И стены белые, потому как кто-то там, верно, матушка-настоятельница или кто к ней близкий, решил, что созерцание белого способствует излечению души. От белого Богуславу мутило едва ли не больше, чем от душеспасительных бесед и молитв.
— В сад можно, — после долгого раздумья произнес батюшка.
И креслице на колесиках подкатил, и помог Богуславе пересесть. Сестра-милосердница, тотчас объявившаяся, хотя никто-то ее не звал, поспешила набросить на плечи Богуславы шаль.
Белую.
И пледом белоснежным ноги укрыла. А волосы — платком, правда, серым, верно, белый уж больно на фату смахивал…
В саду цвели цветы. Буйно. Пышно.
Раздражающе.
— Славушка, — папенька подкатил кресло к беседке и не без труда втолкнул внутрь. — Мне сказали, что ты… как бы это выразиться… тебе сложно ныне будет в миру… все-то знают про… не то, чтобы тебя кто-то винит, но…
Богуслава кивнула: не маленькая, сама понимает: одержимость — недуг, о котором в обществе вспоминать не принято. И не только о недуге, но… выходит, что и о самой Богуславе?
Она теперь из тех, о ком забудут?
Вычеркнут из светской жизни, словно бы и не было таких…
— Ты не расстраивайся, — папенька шаль поправил. — А может, оно и к лучшему… поедем с тобой на деревню… я поместьице прикупил одно… будем жить, лошадей разводить…
— И кур.
— Как скажешь, Славушка… тебе какие больше по нраву?
— Рыжие, — мрачно сказала Богуслава, представив свою дальнейшую жизнь в тиши поместья, в окружении лошадей и кур.
Уж лучше бы ей и дальше одержимою оставаться.
Кто просил демона изгонять?
— Рыжие… конечно, рыжие… выведем новую породу… повышенной яйценоскости… назовем твоим именем…
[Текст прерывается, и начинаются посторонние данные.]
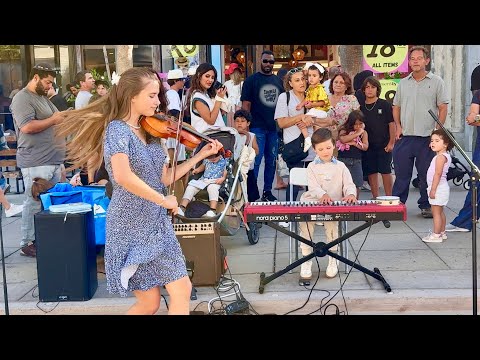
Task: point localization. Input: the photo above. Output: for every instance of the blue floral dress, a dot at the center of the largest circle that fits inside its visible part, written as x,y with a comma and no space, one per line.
141,249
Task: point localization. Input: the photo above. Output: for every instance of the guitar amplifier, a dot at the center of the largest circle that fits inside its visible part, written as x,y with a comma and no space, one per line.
200,243
66,256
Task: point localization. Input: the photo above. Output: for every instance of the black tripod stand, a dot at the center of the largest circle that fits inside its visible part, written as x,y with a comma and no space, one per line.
5,292
474,176
321,249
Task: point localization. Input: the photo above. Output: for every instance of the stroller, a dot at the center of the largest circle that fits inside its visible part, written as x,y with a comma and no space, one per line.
232,194
456,173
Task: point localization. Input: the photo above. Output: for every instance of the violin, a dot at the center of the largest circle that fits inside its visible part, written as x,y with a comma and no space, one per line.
165,127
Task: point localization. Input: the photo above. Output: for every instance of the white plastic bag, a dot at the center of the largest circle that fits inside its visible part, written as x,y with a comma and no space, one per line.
282,167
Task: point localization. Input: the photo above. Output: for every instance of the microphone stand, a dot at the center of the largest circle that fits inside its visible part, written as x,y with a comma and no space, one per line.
474,178
5,292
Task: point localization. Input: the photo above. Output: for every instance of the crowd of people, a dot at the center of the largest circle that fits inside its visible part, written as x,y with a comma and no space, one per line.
339,130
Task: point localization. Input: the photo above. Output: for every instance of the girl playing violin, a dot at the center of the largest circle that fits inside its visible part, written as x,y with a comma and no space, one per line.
142,253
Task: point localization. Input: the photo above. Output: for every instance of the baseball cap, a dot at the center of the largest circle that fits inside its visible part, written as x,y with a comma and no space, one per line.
45,67
175,74
231,68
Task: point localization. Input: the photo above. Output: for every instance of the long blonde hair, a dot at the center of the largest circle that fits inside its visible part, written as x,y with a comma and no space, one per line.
86,127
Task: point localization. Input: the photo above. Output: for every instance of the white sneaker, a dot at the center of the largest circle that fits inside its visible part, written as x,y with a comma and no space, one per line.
14,210
450,227
432,237
332,268
306,270
307,144
210,213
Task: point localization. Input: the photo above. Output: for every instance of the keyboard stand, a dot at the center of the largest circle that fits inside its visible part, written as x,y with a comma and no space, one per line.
321,249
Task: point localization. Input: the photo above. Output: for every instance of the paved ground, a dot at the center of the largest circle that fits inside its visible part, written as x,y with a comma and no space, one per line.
425,278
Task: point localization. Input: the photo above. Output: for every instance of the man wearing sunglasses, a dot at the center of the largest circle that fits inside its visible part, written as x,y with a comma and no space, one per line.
260,93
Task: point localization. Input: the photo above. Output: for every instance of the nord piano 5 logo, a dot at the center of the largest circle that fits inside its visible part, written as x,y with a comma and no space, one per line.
271,217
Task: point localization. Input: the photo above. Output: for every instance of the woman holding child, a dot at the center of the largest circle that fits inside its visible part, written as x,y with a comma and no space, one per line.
293,120
205,100
342,102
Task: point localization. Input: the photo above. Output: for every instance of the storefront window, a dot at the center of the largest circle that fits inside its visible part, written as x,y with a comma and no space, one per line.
94,58
10,68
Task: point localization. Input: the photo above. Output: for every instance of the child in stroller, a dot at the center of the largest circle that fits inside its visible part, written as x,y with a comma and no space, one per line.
456,173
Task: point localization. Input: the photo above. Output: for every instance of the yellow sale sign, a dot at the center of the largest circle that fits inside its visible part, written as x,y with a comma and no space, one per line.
385,58
183,50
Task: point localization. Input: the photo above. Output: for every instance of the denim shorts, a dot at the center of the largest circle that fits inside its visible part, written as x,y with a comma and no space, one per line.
355,167
441,195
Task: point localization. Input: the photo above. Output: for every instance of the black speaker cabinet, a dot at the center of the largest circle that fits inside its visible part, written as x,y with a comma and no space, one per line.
66,256
200,244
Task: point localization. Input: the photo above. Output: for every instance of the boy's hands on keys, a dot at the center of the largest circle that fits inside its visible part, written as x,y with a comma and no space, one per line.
326,200
350,199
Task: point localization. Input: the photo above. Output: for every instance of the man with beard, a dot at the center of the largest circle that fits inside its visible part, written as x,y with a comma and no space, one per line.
38,152
260,93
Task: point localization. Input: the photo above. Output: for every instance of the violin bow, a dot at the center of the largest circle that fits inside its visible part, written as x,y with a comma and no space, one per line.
177,146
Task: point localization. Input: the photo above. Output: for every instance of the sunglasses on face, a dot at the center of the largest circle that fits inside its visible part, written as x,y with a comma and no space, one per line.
268,61
295,70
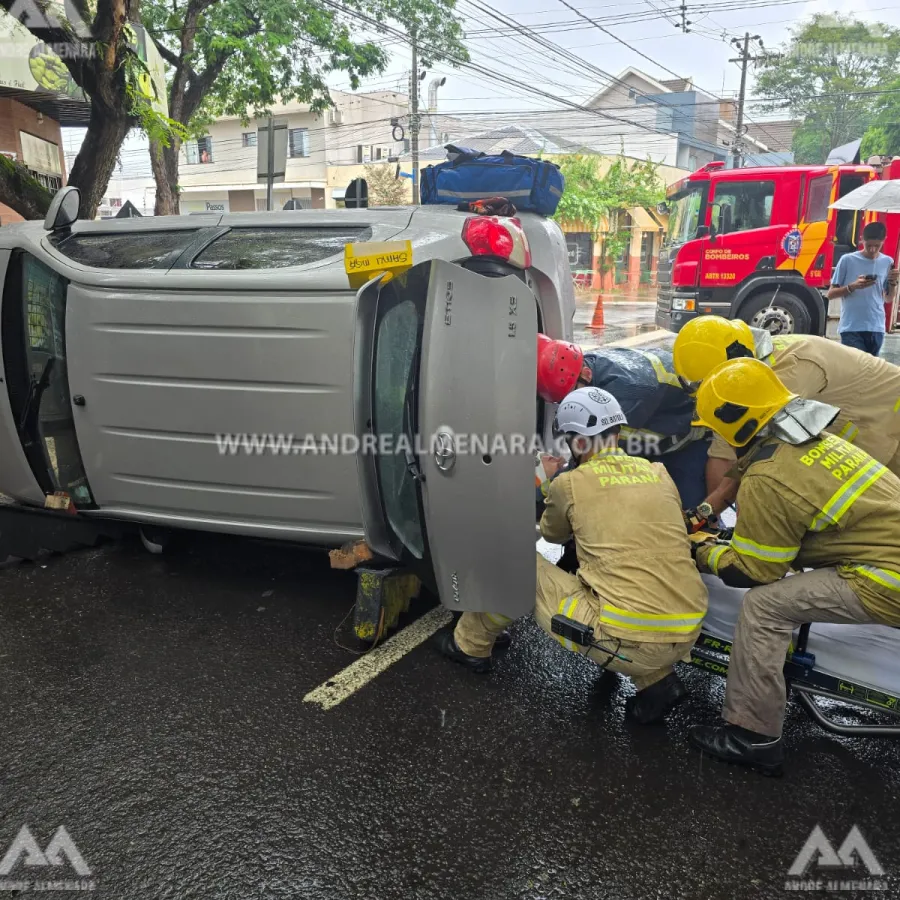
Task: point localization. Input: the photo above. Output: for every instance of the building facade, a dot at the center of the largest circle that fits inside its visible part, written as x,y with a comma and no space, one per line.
33,139
218,172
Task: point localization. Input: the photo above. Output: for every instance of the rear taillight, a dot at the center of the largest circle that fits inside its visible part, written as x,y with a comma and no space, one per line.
500,238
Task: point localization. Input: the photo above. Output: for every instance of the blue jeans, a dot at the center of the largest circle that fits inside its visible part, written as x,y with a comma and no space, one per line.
867,341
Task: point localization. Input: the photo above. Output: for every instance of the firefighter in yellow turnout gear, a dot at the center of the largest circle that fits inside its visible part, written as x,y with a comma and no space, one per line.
636,585
807,499
863,387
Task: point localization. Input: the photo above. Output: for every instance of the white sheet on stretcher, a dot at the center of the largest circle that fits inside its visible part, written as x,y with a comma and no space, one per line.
865,654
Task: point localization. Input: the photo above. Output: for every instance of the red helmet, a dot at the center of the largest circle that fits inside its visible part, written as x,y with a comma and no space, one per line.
559,365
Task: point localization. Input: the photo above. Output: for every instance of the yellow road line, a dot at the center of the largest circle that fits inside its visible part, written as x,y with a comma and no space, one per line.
359,673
— Папа, ты что несешь?! — Богуславе странно было видеть папеньку таким. Куда подевался прежний князь Ястрежемский, который навряд ли стал бы о курах и повышенной яйценоскости думать. А может, Агнешка и с ним чего сотворила?
К слову о ней…
— Ты развелся, надеюсь?
— Овдовел, — признался папенька, потупившись. — Ты уж прости, деточка… не верил тебе… околдовала, глаза застила…
Ага, только не волшбой, а бюстом своим и еще кое-чем, о чем приличным девицам знать не полагается.
— Хорошо, — сказала Богуслава, глаза прикрывая. Дневной свет причинял ей боль, но она терпела, поскольку заяви о том сестре-милосерднице, враз лечить станут.
А лечение у них одно — молитвы в неумеренных дозах.
Нет уж, Богуслава как-нибудь сама управится, без молитв…
— Что хорошего? — не понял папенька.
— Хорошо, что овдовел… а то я бы ее, и потом на каторгу. Мне на каторгу неохота… — это Богуслава сказала искренне.
— А куда охота?
Папенька подвинулся ближе и в глаза заглянул, этак, заискивающе.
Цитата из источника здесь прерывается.